В городке продолжали работать несколько предприятий. Домов строилось примерно столько, сколько разрушалось. Количество жителей тоже не росло и не убывало, сколько умирало или сбегало из городка, столько же и приезжало из бывших, порядком обнищавших советских республик. В остальном все было как везде: вокзал, автовокзал, гостиница, баня, несколько кафе и ресторанов. Везде шла тихая, размеренная жизнь. Самыми бойкими и посещаемыми были рынки центральный, и Шапито цирковой шатер, в котором вместо зрительских мест были оборудованы торговые. Вот туда-то, в Шапито и отправился Михалыч пополнить свой продовольственный запас.
Он поздоровался с Клавдией и сидевшей с ней рядом в неизменном платочке Липой Николаевной, именно так сокращенно называли эту еще не старую, но всегда скукошенную женщину. Действительно полное имя Олимпиада, к ней как-то не вязалось. Цезарь и про нее поведал, что когда-то она была ярая активистка, была и парторгом и профоргом, да и вообще «шустрила», даже ему глазки строила, чуть до романа не дошло. А теперь вот в религию ударилась, видно потребность такая, потеряла веру в коммунизм, теперь верит в Бога.
Пройдя несколько шагов, Михалыч почувствовал, что прерванный его появлением разговор, с рассуждений на божественные темы переключится на его личность. Почему-то ему это стало неприятно.
Из трех колбасных отделов с одинаковым ассортиментом и символическим разбросом цен Михалыч неизменно отоваривался в одном. Там работала приятная молодая особа с честным взглядом и очаровательной улыбкой. Правда и здесь, Цезарь его подначил:
Эта милая блондинка легко и непринужденно, честно глядя в глаза, и обвесит и обсчитает, но, видя, что тот особо не реагирует, хитро прищурился и добавил, хотя постоянным покупателям по части обвесов скидка.
Покупатели ее любили
Михалыч был прагматиком и потому к таким житейским тонкостям относился спокойно. Все-таки лучше пусть это делают легко и с приветливой улыбкой, чем с внутренним напряжением и тяжелым взглядом.

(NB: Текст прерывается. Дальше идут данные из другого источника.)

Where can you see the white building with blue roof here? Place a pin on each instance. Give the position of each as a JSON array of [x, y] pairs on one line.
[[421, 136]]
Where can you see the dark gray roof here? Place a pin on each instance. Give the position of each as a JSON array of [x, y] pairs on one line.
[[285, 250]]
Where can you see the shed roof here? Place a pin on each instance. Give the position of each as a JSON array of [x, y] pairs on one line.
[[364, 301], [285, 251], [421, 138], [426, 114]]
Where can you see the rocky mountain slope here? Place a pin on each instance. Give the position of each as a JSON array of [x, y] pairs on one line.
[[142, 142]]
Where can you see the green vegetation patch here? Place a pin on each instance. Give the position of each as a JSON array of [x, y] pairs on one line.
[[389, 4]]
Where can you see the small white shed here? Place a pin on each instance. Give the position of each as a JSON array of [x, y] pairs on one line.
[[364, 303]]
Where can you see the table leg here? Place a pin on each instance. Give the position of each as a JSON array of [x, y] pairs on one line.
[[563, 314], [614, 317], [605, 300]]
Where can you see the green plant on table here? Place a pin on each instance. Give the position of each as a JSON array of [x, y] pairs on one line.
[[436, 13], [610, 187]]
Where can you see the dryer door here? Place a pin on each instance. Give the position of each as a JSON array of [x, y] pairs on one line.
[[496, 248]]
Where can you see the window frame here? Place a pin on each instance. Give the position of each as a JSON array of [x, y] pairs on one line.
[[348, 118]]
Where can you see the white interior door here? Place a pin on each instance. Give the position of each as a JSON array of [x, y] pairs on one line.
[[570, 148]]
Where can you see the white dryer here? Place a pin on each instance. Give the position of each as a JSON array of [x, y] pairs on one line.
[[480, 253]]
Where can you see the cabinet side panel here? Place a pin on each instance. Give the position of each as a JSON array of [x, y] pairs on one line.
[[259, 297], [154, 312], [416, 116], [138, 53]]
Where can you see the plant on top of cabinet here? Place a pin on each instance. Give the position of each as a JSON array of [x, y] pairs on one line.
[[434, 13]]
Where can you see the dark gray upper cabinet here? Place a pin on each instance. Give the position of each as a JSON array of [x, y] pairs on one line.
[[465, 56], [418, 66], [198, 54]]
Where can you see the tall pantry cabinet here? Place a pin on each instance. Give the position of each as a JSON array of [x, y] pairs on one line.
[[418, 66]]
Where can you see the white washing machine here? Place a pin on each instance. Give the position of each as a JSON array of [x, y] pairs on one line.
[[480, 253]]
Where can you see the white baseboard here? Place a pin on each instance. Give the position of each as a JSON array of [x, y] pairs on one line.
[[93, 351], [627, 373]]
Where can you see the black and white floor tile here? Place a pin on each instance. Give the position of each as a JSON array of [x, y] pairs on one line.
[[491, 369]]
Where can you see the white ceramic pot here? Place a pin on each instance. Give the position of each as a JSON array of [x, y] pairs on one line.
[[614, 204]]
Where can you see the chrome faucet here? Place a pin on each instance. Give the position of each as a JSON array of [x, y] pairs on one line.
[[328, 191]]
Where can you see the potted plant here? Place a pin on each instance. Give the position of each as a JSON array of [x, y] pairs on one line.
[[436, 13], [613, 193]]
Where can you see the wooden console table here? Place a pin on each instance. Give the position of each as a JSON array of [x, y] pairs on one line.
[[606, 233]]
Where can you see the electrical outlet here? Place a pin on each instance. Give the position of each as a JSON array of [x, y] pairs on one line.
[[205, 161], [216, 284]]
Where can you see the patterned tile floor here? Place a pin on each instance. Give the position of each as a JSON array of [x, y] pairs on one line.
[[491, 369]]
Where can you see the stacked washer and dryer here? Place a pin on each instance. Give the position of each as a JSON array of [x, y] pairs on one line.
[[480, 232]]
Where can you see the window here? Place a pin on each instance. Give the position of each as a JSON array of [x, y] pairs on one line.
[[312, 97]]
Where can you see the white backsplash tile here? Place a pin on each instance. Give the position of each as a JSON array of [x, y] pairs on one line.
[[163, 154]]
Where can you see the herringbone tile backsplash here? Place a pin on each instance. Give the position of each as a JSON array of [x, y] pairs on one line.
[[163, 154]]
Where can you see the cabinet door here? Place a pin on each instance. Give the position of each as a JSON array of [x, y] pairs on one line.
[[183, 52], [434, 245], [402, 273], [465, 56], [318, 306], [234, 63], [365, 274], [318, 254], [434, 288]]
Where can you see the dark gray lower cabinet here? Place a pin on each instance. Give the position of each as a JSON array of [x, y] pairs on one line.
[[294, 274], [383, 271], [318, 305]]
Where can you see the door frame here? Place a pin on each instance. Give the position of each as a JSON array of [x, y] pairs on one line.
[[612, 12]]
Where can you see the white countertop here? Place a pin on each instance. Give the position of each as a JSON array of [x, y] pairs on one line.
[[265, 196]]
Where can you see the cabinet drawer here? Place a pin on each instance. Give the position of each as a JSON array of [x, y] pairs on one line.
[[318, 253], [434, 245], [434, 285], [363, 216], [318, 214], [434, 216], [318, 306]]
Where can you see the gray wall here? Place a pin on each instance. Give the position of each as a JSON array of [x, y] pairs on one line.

Спешить ему было некуда, потому получив свою колбасу и, видя, что за ним никого, Михалыч решил перемолвиться парой слов:
Как товар, разбирают?
Не жалуюсь. Вот только что перед вами большую партию закупили.
На свадьбу?
Нет, у нас больше на поминки берут, опять онкология.
Так ведь город вроде вполне благополучный.
Так это у них в газетах статистика благополучная, а наша статистика с их отчетностью никак не сходится.
Последняя фраза Михалычу очень понравилась, и по пути домой он размышлял: зачем люди врут?
Одни врут, что у них все хорошо, чтобы их не записали в неудачники или того хуже в дураки. Другие, наоборот, что у них все плохо, чтобы их пожалели, а может, и помогли. И это касается не только личностей. В армии, например, прикрывая свою неспособность и тупоумие показным порядком в части покраски и побелки, дескать все у них отлично! А на гражданке, те же коммунальщики, привирают, что все из рук вон плохо, чтобы денег побольше выцарапать.
На горизонте появилась неизменная парочка, Клавдия и Липа. Так получалось, что под их контролем находился основной путь от автобусной остановки с одной стороны и «Шапито» с другой. Михалычу вновь стало немного не по себе. Сейчас Клавдия строгим прокурорским взглядом оценит объем его покупок, просвечивая полиэтиленовый пакет своим взглядом словно рентгеном. Михалыч помнил про этот контрольный пункт и был к просвечиванию готов.
Нет, не верил он, что Клавдия живет впроголодь, не те времена. Пенсия у нее должна быть достаточная, да и не понесет она ее всю в церковь, не такая уж она Копит. А Храм Божий, для нее прикрытие Сейчас по новой начнет.
Действительно, после того как «божьим одуванчикам» было преподнесено по сдобной булочке, купленных специально для них, Клавдия заговорила о предстоящей службе и о том, что понесет в Храм свои пожертвования.
Клавдия Михайловна, как бы отстранено обратился к ней Михалыч, вы же не будете отрицать, что все, что нас окружает, все что мы имеем, принадлежит Богу?
Липа, в отличие от Клавдии, сразу почувствовавшей в этом вопросе подвох, в знак согласия кивнула.
Так вы мне скажите, зачем нести Богу, то, что ему и так принадлежит?
Наступила пауза, которую Михалычу прерывать нисколько не хотелось, и, бросив прощальный взгляд на слегка перекосившиеся лица собеседниц, он покинул контрольный пост.